Приезд богатого соседа есть важная эпоха для деревенских жителей. Помещики и их дворовые люди толкуют о том месяца два прежде и года три спустя. Что касается до меня, то, признаюсь, известие о прибытии молодой и прекрасной соседки сильно на меня подействовало; я горел нетерпением её увидеть, и потому в первое воскресенье по её приезде отправился после обеда в село *** рекомендоваться их сиятельствам как ближайший сосед и всепокорнейший слуга.
Лакей ввёл меня в графский кабинет, а сам пошёл обо мне доложить. Обширный кабинет был убран со всевозможною роскошью; около стен стояли шкафы с книгами, и над каждым бронзовый бюст; над мраморным камином было широкое зеркало; пол обит был зелёным сукном и устлан коврами. Отвыкнув от роскоши в бедном углу моём и уже давно не видав чужого богатства, я оробел и ждал графа с каким-то трепетом, как проситель из провинции ждёт выхода министра. Двери отворились, и вошёл мужчина лет тридцати двух, прекрасный собою. Граф приблизился ко мне с видом открытым и дружелюбным; я старался ободриться и начал было себя рекомендовать, но он предупредил меня. Мы сели. Разговор его, свободный и любезный, вскоре рассеял мою одичалую застенчивость; я уже начинал входить в обыкновенное моё положение, как вдруг вошла графиня, и смущение овладело мною пуще прежнего. В самом деле, она была красавица. Граф представил меня; я хотел казаться развязным, но чем больше старался взять на себя вид непринуждённости, тем более чувствовал себя неловким. Они, чтоб дать мне время оправиться и привыкнуть к новому знакомству, стали говорить между собою, обходясь со мною как с добрым соседом и без церемонии. Между тем я стал ходить взад и вперёд, осматривая книги и картины. В картинах я не знаток, но одна привлекла моё внимание. Она изображала какой-то вид из Швейцарии; но поразила меня в ней не живопись, а то, что картина была прострелена двумя пулями, всаженными одна на другую.
– Вот хороший выстрел, – сказал я, обращаясь к графу.
– Да, – отвечал он, – выстрел очень замечательный. А хорошо вы стреляете? – продолжал он.
– Изрядно, – отвечал я, обрадовавшись, что разговор коснулся наконец предмета, мне близкого. – В тридцати шагах промаху в карту не дам, разумеется, из знакомых пистолетов.

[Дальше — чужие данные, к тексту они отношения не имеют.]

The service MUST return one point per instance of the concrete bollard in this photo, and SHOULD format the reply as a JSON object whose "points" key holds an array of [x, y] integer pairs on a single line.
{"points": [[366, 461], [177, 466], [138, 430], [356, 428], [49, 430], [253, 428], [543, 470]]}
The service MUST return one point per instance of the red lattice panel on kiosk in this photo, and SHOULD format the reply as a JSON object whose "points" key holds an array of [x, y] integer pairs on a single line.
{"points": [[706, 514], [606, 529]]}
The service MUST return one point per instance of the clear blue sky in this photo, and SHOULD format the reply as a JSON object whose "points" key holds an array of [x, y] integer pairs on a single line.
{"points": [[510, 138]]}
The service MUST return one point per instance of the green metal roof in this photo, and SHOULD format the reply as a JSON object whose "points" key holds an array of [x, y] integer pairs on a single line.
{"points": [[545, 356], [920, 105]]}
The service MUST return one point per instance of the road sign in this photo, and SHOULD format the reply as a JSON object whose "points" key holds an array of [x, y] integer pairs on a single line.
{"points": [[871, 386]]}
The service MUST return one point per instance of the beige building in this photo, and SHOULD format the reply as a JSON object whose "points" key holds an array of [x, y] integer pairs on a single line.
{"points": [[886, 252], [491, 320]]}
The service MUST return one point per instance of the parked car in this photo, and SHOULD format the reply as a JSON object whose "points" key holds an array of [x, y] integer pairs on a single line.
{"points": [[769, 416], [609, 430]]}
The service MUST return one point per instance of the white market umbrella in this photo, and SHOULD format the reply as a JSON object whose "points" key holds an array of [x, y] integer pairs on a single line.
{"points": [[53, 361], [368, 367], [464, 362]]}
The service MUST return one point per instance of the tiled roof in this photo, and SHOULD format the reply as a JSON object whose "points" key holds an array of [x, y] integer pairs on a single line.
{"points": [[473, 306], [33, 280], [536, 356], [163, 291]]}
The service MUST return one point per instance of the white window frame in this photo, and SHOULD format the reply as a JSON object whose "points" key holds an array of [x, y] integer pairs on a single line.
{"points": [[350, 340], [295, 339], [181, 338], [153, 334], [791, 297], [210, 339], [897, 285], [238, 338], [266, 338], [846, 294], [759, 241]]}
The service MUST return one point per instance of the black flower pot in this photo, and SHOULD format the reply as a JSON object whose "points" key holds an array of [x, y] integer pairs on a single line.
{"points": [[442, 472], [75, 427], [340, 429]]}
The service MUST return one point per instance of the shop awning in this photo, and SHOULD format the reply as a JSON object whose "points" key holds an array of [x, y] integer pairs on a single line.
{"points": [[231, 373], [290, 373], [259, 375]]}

– Право? – сказала графиня, с видом большой внимательности, – а ты, мой друг, попадёшь ли в карту на тридцати шагах?
– Когда-нибудь, – отвечал граф, – мы попробуем. В своё время я стрелял не худо; но вот уже четыре года, как я не брал в руки пистолета.
– О, – заметил я, – в таком случае бьюсь об заклад, что ваше сиятельство не попадёте в карту и в двадцати шагах: пистолет требует ежедневного упражнения. Это я знаю на опыте. У нас в полку я считался одним из лучших стрелков. Однажды случилось мне целый месяц не брать пистолета: мои были в починке; что же бы вы думали, ваше сиятельство? В первый раз, как стал потом стрелять, я дал сряду четыре промаха по бутылке в двадцати пяти шагах. У нас был ротмистр, остряк, забавник; он тут случился и сказал мне: знать, у тебя, брат, рука не подымается на бутылку. Нет, ваше сиятельство, не должно пренебрегать этим упражнением, не то отвыкнешь как раз. Лучший стрелок, которого удалось мне встречать, стрелял каждый день, по крайней мере три раза перед обедом. Это у него было заведено, как рюмка водки.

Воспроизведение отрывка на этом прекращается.